What kind of content may lose clicks
AI search is most likely to reduce clicks for content that answers very simple questions.
Short definitions, basic how-to steps, quick facts, generic product explanations and thin rewritten news are vulnerable. If a page only gives the same answer available everywhere else, AI can summarize it easily.
That does not mean these topics should be avoided completely. But they need more value.
A basic article titled “What Is Local AI?” should not only define the term. It should explain why it matters, where users will see it, what the limits are and what buyers should check before paying for an AI laptop.
The same is true for news. A thin rewrite of a company announcement may be easy for AI to replace. A useful article with context, reader impact and clear explanation is harder to replace.
What kind of content can still win
Content that adds original value has a better chance.
That includes reporting, expert analysis, hands-on testing, comparisons, clear visuals, practical takeaways and local or niche context. AI summaries may mention the facts, but users still click when they need detail, trust or a better explanation.
For a news site, this means every article should answer three questions clearly:
What happened?
Why does it matter?
What should the reader understand or do next?
That structure is simple, but powerful. It makes the article more useful than a summary.
For technology content, it also helps to connect news to real user impact. A chip announcement is not only about specs. It is about laptop prices, battery life, AI tools, gaming performance and whether people should wait before buying.
How publishers should adapt in 2026
The best SEO strategy in 2026 is not to write only for Google. It is to write for readers in a way that search and Discover can understand.
Headlines should be clear, not vague. Meta descriptions should explain the value. Articles should use clean structure, strong subheadings and accurate sourcing. Images should match the topic and avoid misleading visuals.
Publishers should also build topic clusters. One article about AI search is useful. A connected group of articles about AI Overviews, publisher rights, website traffic, Discover and original reporting is stronger.
Internal links matter because they help readers move through the site and help search engines understand topical authority.
For Trend Arabul, that means AI Search content should link to articles about Google AI Overviews, publisher opt-out rules, Discover strategy and original reporting in the AI era.
What small websites should do now
Small websites should not panic, but they should stop publishing thin content.
The best move is to focus on helpful, specific articles that answer real user intent.

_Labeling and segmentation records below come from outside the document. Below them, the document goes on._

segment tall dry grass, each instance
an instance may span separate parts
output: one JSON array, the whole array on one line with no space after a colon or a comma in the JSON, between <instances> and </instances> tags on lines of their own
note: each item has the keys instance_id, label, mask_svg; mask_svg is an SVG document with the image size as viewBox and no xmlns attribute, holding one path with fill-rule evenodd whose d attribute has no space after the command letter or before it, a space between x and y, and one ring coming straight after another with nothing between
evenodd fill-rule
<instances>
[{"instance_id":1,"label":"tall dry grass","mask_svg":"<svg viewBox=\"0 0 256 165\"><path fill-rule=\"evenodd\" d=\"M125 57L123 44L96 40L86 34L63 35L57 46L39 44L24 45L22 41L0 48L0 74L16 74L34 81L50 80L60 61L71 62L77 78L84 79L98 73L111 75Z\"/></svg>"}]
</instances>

Instead of writing generic news rewrites, small sites should explain what the news means for ordinary readers.
They should also watch Search Console more carefully. If impressions stay stable but clicks drop, AI summaries or changing search layouts may be part of the reason. If Discover clicks rise, that may show the site is doing better with visual, timely topics.

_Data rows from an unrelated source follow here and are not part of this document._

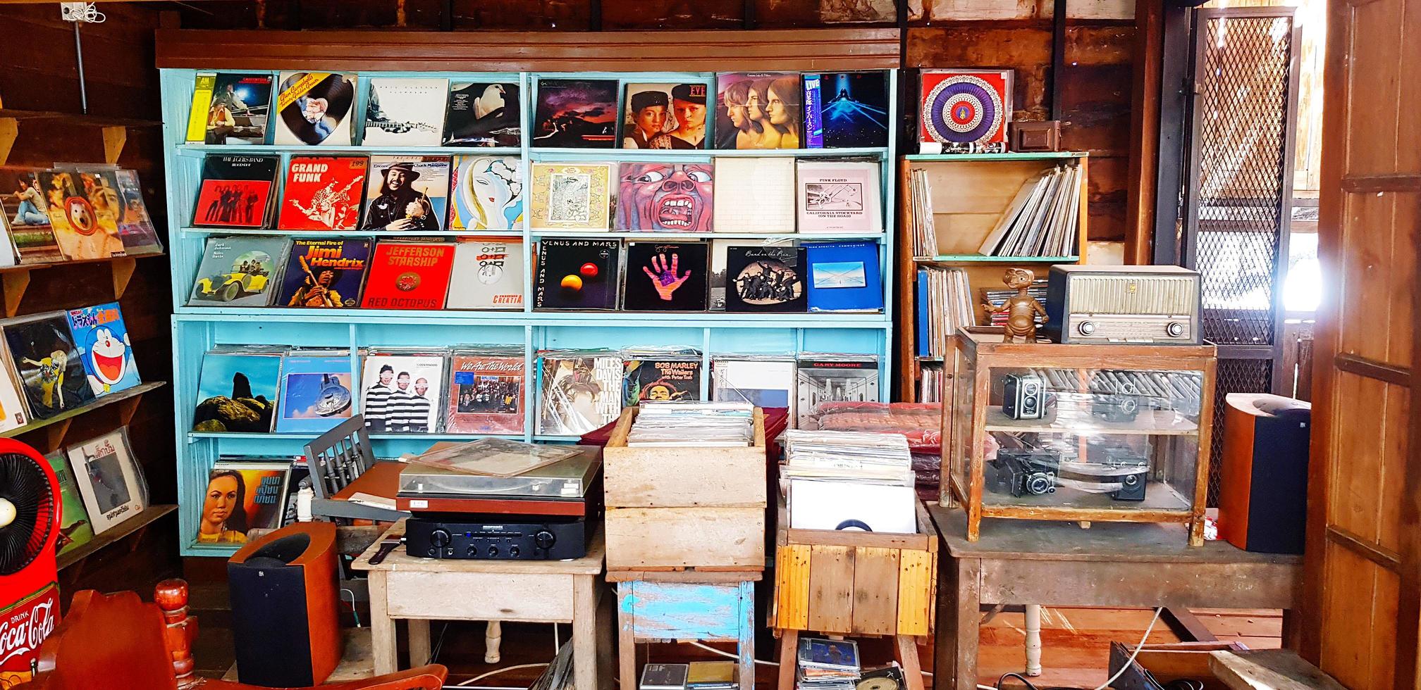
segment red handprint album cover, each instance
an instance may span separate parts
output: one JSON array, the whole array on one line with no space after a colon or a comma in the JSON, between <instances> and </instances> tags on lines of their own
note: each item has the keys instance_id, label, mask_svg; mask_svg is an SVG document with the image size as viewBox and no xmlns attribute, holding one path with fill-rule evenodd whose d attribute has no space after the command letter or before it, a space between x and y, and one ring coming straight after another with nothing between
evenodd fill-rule
<instances>
[{"instance_id":1,"label":"red handprint album cover","mask_svg":"<svg viewBox=\"0 0 1421 690\"><path fill-rule=\"evenodd\" d=\"M709 244L627 243L622 310L706 311Z\"/></svg>"}]
</instances>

Publishers should track which topics still bring clicks and which ones are becoming zero-click searches.
That data should guide future content choices.
The bigger takeaway
AI search is not killing websites, but it is changing the rules.

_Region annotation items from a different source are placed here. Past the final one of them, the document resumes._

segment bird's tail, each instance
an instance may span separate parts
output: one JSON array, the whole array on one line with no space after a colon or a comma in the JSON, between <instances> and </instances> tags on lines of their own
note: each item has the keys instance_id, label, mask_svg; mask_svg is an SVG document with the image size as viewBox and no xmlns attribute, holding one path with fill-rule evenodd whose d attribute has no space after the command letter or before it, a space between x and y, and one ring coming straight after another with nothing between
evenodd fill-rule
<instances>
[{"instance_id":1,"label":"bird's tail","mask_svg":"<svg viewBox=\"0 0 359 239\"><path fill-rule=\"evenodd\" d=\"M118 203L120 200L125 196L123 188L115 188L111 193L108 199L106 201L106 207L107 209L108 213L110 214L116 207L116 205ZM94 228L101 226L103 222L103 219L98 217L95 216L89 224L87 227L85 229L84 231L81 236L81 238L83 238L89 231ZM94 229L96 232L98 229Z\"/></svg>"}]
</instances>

Simple answers are becoming easier to get without clicking. That means publishers need to create articles that offer more than a quick answer. They need context, trust, clarity and reader-focused explanation.
The sites that struggle most will be those built on thin rewrites and generic information. The sites with stronger topic authority, original angles and useful explanations still have room to grow.
In 2026, website traffic may come from a more mixed system: traditional search, AI citations, Discover, direct readers, newsletters and social platforms.
The old search model was about being found. The new model is about being worth visiting.